The long-term outlook for UK employers after Brexit and COVID-19
British businesses have long struggled to find suitable talent domestically and, in many cases, have for much of the past 20 or more years seen the EU labour market, and the access that the UK has to this market because of its EU membership, as a valuable resource. However, with the UK’s access to unrestricted EU emigrant workers expected to end on 31 December when the EU / UK transition phase comes to an end, what steps should UK employers be taking with regards to their future talent needs?
Whilst the COVID-19 lockdown and the associated economic recession has potentially made ‘talent’ and the ‘search for talent’ less of an immediate issue for British businesses, those companies which are planning pro-actively for the future still need to consider their longer-term staffing requirements and the options and choices which are available for their particular business in this regard. Indeed, one could argue that the COVID-19 lockdown and the fact that many firms have successfully continued to operate on a virtual tele-working basis provides pro-active companies with some additional options from a longer-term staffing perspective compared to what may have been the case, without the lessons and experiences which arise from home working.
While there are still many uncertainties in respect of exactly what the UK’s longer-term relationship with the EU will look like, it is quite possible that in the case of a ‘no-deal’ in the coming months, traditional British businesses, e.g. those purely with a UK presence (office / legal entity), where staff travel overseas for business on an ‘as needs’ basis, could have significant difficulties with regard to their UK-resident workers undertaking duties overseas. For example:
While it is expected that UK-resident employees should be able to continue travelling to the EU for genuine business trips, the ‘effective costs’ associated with such trips may well increasebecause of a weakening in the value of Sterling, more expensive flights and / or simple additional delays at customs in the EU states. Though such costs may not be significant for many businesses where such international travel is quite limited, for more active international businesses, even a small increase in such issues could have a significant impact on staffing and costs.

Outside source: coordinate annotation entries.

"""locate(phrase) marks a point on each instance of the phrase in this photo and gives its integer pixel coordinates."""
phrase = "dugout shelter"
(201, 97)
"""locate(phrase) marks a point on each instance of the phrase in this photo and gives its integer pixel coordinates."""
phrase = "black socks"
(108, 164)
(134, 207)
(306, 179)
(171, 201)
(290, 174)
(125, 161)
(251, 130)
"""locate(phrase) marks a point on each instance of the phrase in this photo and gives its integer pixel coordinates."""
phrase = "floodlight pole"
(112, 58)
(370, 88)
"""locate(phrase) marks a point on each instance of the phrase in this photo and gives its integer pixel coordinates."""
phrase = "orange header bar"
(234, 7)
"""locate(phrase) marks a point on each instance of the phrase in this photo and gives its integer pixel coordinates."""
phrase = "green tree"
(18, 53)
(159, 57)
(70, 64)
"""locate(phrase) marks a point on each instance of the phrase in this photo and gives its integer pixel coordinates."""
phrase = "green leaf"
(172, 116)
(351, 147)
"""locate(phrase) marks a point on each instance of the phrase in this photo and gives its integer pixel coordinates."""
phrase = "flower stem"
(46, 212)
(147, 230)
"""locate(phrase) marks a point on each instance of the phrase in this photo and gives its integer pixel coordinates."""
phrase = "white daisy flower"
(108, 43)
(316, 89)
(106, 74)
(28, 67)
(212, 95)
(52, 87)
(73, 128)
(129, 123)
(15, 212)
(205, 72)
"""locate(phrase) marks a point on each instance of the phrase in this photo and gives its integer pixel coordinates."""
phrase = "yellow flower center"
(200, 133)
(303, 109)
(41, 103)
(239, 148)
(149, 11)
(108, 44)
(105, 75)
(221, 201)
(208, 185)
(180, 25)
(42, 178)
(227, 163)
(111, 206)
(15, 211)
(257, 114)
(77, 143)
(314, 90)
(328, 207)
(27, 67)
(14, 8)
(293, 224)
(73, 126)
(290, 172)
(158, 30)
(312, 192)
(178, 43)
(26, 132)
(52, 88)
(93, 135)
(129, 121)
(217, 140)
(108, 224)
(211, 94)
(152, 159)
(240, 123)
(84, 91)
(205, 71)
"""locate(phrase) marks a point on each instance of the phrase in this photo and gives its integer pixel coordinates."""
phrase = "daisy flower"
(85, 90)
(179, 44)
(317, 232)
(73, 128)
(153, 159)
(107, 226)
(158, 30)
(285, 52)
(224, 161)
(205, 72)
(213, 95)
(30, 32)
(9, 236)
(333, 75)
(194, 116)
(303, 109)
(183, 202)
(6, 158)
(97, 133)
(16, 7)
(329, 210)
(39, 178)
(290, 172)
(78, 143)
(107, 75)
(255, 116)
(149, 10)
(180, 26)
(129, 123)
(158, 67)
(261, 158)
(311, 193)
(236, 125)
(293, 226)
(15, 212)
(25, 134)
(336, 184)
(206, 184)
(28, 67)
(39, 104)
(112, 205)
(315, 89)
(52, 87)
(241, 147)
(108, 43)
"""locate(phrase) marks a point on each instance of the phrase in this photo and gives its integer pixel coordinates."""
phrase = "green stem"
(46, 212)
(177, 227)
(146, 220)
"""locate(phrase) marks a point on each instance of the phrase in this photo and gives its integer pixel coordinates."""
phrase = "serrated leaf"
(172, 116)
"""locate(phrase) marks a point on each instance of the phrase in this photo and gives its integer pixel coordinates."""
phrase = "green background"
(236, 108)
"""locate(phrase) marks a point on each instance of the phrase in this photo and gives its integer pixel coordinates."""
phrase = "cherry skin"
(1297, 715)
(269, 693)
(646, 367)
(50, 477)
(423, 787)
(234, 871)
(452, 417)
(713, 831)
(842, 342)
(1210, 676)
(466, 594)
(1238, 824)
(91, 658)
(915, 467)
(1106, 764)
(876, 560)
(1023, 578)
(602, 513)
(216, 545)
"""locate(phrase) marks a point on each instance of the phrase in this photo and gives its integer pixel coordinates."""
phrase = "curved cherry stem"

Social security – While UK employees having limited duties oversees are usually protected from ‘double income tax liabilities’ (and even where they are subject to taxes in another jurisdiction, the UK would provide tax credit relief in the UK against the UK tax charge and thereby avoid any ‘double liability’ arising), the position from a social security perspective is less clear cut. In particular, where employees have not been working internationally across the EU prior to 31 December or where they subsequently have a clear role change after that date.
In either of these situations, companies (and their employees), could become liable to social security contributions in the other EU state and the same time as remaining liable to National Insurance Contributions (NIC) in the UK. Moreover, such costs would represent an absolute ‘double cost’ to the individuals and companies, as unlike the position with income taxes, there is no way of ‘mitigating’ the double charges that arise for social security/NIC purposes (that is, there is no equivalent of the tax credit relief which is available for tax purposes).
While the UK had (before the EU regulations were introduced), a number of Social Security Agreements with EU member states (albeit not all countries in the EU), HM Revenue & Customs (HMRC) believes these historical agreements are presently dormant and invalid, as they were superseded by the EU Social Security Regulations. Though it may be possible to ‘re-activate’ these old Social Security Agreements, outside a UK/Ireland Agreement (which will basically mirror the EU regulations on a country-by-country basis), HMRC have not announced any such agreements for the period from 1 January 2021 onwards.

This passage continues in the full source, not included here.